I like the super() call.

I am skeptical that assigning self.time_series_splits is helpful, given that self.tscv.n_splits offers that value. Storing copies of same thing in different places can lead to trouble. Consider writing a @property decorator which will return self.tscv.n_splits.

missing annotation, docstring

    def run_trial(self, trial, *args, **kwargs):

This is not a good signature. It offers little guidance to a maintenance engineer who wants to exercise it with an isolated unit test. It describes neither the type of trial, nor the returned list. It lacks a single English sentence explaining its responsibility.

Now of course, you don't have to do the heavy lifting here. A simple citation of the Keras base run_trial() would concisely answer such questions. The idea is to make it easy for a newly hired engineer to find the spec you're writing against.

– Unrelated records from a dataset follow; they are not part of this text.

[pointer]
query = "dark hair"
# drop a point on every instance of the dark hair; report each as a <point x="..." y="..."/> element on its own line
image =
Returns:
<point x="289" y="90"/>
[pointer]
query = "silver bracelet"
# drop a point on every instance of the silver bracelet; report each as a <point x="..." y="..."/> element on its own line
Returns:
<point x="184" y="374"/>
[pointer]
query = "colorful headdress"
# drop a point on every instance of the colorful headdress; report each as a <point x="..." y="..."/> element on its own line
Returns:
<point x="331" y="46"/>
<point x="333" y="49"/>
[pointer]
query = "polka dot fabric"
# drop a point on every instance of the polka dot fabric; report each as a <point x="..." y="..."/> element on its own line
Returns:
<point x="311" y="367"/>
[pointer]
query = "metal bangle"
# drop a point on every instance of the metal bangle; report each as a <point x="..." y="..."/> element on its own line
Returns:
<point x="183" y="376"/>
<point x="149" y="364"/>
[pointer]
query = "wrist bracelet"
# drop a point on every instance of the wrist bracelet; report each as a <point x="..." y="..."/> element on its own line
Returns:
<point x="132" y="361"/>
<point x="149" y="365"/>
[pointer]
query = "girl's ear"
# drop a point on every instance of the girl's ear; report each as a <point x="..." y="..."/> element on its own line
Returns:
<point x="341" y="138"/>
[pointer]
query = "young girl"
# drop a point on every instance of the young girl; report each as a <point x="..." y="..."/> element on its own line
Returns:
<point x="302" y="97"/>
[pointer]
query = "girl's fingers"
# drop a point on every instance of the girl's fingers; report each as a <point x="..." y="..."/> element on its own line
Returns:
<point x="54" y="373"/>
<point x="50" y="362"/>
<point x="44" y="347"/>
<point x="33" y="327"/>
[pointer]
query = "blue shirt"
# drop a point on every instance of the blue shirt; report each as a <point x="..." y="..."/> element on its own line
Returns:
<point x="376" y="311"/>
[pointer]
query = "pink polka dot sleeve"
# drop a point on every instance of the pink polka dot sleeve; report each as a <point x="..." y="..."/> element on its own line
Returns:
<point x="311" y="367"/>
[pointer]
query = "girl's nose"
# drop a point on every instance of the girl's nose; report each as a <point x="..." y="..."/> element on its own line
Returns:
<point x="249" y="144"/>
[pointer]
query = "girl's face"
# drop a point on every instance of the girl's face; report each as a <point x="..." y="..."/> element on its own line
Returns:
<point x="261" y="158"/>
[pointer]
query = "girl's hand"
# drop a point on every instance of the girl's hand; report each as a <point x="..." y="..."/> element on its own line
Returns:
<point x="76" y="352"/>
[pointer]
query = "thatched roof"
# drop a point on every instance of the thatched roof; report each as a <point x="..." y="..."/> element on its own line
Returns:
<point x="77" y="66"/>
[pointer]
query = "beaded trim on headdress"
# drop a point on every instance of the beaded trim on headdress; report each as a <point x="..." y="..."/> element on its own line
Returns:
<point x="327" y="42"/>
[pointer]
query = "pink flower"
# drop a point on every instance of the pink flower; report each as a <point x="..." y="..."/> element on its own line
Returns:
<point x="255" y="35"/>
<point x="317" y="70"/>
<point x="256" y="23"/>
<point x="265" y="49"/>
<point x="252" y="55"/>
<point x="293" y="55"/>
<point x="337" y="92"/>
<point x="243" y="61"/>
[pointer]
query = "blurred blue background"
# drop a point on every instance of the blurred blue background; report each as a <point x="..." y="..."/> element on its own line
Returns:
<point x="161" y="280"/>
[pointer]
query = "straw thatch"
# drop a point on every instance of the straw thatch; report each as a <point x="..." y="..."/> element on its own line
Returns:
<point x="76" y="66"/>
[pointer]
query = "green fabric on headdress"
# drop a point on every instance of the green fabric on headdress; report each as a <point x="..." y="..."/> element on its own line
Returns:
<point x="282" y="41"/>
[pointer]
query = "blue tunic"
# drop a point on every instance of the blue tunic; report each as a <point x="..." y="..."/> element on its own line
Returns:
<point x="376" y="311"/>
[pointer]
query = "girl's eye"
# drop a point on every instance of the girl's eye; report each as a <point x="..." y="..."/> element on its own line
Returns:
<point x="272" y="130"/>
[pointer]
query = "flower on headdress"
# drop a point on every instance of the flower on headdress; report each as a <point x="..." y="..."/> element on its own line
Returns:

                # Accumulate the best values
                total_val_loss += best_val_loss
                total_loss += best_loss
                total_binary_accuracy += best_binary_accuracy
                total_val_binary_accuracy += best_val_binary_accuracy

IDK, I guess the LHS identifiers are kind of OK, in the sense that I'm not very keen on longer names like total_best_val_loss. But I'm a little uncomfortable with the truthfulness of a name like total_val_loss, as it handles just a subset of the validation loss figures.

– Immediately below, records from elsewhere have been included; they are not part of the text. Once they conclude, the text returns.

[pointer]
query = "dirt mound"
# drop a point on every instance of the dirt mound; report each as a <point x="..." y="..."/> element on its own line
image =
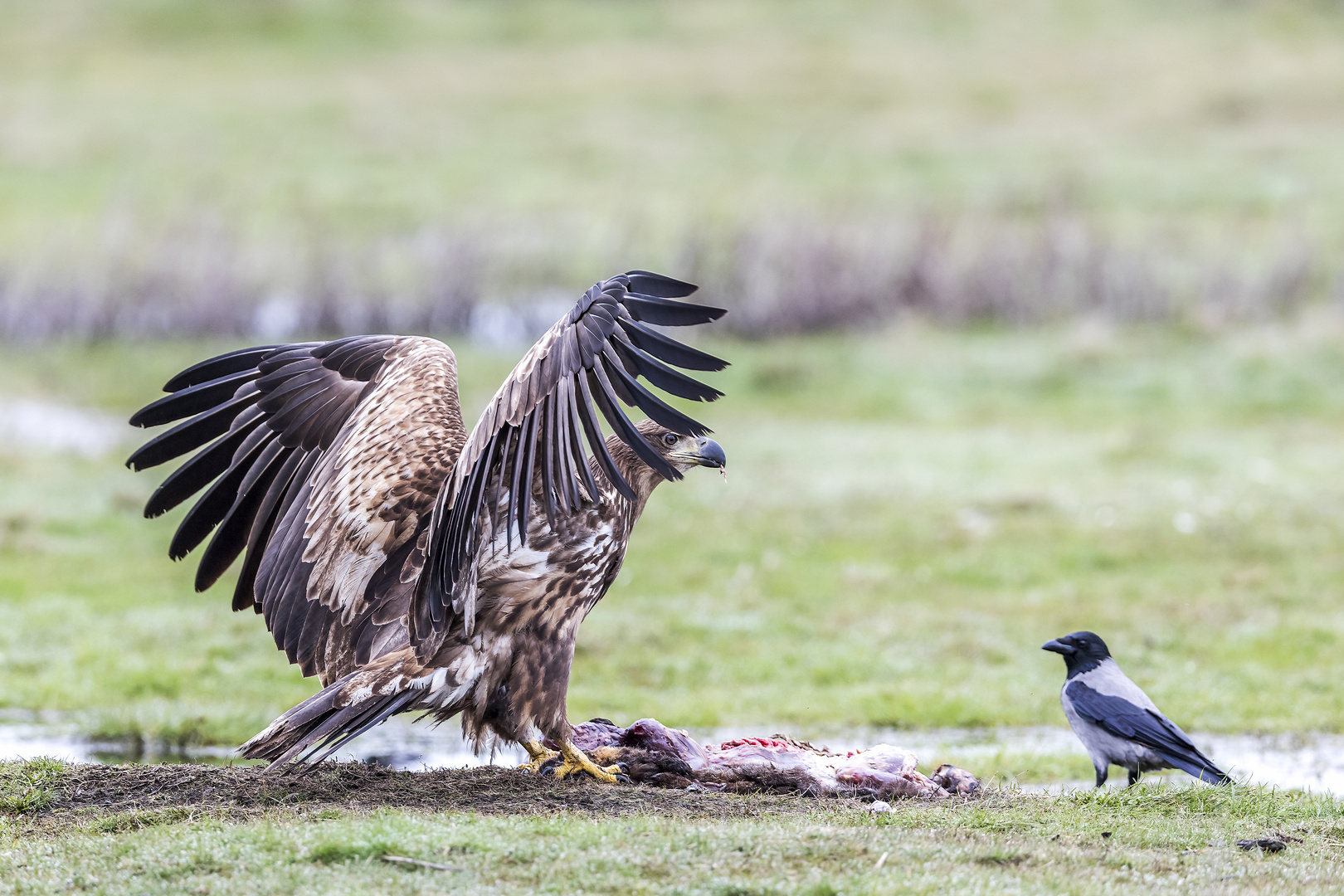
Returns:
<point x="110" y="790"/>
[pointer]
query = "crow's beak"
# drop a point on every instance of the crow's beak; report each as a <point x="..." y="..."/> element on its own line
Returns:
<point x="707" y="453"/>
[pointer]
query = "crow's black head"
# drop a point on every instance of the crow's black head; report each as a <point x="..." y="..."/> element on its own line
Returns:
<point x="1082" y="650"/>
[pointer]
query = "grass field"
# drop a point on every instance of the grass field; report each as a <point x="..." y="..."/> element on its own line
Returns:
<point x="908" y="518"/>
<point x="168" y="153"/>
<point x="1146" y="840"/>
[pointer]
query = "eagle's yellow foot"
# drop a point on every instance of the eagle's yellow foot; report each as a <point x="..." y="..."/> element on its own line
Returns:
<point x="577" y="762"/>
<point x="539" y="754"/>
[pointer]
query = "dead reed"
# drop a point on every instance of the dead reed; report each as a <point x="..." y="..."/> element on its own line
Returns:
<point x="782" y="277"/>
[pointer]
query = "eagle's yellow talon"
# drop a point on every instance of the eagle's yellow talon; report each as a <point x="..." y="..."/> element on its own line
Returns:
<point x="539" y="754"/>
<point x="577" y="762"/>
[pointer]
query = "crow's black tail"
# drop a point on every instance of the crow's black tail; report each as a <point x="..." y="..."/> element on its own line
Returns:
<point x="334" y="716"/>
<point x="1196" y="765"/>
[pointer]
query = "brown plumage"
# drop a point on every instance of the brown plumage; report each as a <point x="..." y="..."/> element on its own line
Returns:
<point x="409" y="564"/>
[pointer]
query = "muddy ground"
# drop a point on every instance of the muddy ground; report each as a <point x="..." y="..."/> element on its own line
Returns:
<point x="151" y="793"/>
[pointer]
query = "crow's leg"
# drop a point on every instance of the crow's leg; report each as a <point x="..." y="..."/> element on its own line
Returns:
<point x="539" y="754"/>
<point x="577" y="762"/>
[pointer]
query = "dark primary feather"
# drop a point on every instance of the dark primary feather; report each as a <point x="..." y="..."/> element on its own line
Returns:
<point x="583" y="368"/>
<point x="1153" y="731"/>
<point x="256" y="416"/>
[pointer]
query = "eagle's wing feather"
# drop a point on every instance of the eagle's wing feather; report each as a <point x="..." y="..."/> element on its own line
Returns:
<point x="539" y="419"/>
<point x="323" y="462"/>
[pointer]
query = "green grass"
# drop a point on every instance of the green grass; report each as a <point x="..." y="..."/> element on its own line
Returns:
<point x="620" y="127"/>
<point x="908" y="518"/>
<point x="1146" y="840"/>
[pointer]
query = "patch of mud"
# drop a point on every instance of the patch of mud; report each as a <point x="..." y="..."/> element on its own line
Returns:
<point x="90" y="790"/>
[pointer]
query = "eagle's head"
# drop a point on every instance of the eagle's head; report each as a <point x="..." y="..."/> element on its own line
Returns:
<point x="682" y="451"/>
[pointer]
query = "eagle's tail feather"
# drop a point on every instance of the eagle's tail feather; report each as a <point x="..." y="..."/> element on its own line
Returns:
<point x="329" y="719"/>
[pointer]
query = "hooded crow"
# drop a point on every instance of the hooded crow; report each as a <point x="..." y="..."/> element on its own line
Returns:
<point x="1116" y="720"/>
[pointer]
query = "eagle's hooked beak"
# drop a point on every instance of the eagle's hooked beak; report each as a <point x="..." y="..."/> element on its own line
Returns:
<point x="707" y="453"/>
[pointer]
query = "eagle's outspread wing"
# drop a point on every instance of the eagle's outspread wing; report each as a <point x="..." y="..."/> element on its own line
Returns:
<point x="325" y="460"/>
<point x="541" y="419"/>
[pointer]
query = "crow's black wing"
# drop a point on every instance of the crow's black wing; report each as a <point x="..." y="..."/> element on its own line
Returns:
<point x="1142" y="726"/>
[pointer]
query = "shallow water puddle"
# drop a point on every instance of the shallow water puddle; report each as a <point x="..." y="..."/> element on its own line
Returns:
<point x="1308" y="762"/>
<point x="38" y="426"/>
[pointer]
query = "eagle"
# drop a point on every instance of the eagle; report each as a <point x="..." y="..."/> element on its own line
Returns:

Maybe one way out is to define a 4-attribute stats object, and then a total_stats accompanies it? Sorry, I'm not being very constructive with an alternate solution, I'm mostly just voicing that I'm not yet comfortable with the code I do see.

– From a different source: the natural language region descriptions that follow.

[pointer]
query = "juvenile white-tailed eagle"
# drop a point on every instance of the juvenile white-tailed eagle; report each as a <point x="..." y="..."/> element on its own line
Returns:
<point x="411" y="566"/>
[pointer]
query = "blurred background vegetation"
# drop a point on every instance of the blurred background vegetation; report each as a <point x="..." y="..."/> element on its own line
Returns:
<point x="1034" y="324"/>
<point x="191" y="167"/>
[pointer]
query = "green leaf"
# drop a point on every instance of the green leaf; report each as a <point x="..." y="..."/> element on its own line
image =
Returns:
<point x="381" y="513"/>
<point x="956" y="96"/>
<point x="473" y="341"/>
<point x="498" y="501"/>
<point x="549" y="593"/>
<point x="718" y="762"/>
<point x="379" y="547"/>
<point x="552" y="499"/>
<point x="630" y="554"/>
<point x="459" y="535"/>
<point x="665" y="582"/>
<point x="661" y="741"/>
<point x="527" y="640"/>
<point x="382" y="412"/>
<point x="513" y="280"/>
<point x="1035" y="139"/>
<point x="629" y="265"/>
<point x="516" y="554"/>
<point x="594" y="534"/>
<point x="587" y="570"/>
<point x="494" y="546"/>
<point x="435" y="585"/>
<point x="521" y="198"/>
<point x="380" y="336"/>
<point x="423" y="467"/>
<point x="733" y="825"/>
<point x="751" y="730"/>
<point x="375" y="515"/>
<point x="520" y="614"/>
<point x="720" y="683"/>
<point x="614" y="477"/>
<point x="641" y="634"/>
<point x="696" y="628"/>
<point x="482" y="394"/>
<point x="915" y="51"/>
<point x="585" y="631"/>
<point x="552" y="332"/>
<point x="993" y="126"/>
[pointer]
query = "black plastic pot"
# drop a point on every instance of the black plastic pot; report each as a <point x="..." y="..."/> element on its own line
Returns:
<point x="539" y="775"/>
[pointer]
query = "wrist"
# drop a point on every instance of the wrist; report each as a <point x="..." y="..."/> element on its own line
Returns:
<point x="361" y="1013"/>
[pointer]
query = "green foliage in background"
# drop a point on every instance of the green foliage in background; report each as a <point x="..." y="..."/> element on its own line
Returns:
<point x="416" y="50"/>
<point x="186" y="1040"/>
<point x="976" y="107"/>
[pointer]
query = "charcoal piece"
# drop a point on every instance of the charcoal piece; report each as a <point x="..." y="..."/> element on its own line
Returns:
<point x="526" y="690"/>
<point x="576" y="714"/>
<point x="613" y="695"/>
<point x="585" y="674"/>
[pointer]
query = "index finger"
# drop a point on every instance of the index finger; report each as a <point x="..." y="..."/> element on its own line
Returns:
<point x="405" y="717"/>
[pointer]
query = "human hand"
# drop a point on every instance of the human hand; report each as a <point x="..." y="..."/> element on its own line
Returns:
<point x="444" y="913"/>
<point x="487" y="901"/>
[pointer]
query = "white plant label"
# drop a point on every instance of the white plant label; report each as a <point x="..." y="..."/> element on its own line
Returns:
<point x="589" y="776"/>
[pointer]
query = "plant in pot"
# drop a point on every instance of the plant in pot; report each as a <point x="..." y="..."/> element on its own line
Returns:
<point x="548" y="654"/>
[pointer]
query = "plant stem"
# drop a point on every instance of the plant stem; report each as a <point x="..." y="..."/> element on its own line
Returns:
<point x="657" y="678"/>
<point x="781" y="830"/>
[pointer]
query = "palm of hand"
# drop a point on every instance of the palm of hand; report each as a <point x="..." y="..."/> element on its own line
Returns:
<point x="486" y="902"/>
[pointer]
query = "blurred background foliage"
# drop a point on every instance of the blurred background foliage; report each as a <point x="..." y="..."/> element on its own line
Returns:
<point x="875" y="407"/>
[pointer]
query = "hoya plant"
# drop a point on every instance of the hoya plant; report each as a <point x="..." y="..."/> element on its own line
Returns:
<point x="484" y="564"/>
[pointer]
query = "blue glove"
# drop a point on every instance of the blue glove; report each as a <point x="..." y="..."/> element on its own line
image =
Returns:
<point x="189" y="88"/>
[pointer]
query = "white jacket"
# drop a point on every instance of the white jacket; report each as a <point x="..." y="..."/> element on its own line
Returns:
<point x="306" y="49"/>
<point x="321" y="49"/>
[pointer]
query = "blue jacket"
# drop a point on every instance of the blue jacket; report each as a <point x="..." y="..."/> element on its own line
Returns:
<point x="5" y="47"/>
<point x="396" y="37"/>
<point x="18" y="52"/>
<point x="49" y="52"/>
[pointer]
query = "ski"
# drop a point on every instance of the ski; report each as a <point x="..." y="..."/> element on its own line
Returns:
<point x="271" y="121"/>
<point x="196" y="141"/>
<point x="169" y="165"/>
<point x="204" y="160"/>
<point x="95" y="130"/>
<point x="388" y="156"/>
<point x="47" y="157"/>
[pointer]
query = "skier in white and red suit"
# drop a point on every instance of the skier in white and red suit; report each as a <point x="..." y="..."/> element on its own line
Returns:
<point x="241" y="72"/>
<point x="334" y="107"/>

Hmmm, maybe we should allocate more memory, keep accumulating a list of all stats, and at the end let numpy worry about {min, max, mean}. So we're letting the function name communicate such details, rather than a scalar quantity's name.


In save_model(), consider modeling filespecs with Path rather than str, just because it offers a more convenient / less verbose API to call into. Clearly the current code works just fine as-is.

LGTM, ship it!

This codebase achieves its design goals.

I would be willing to delegate or accept maintenance tasks on it.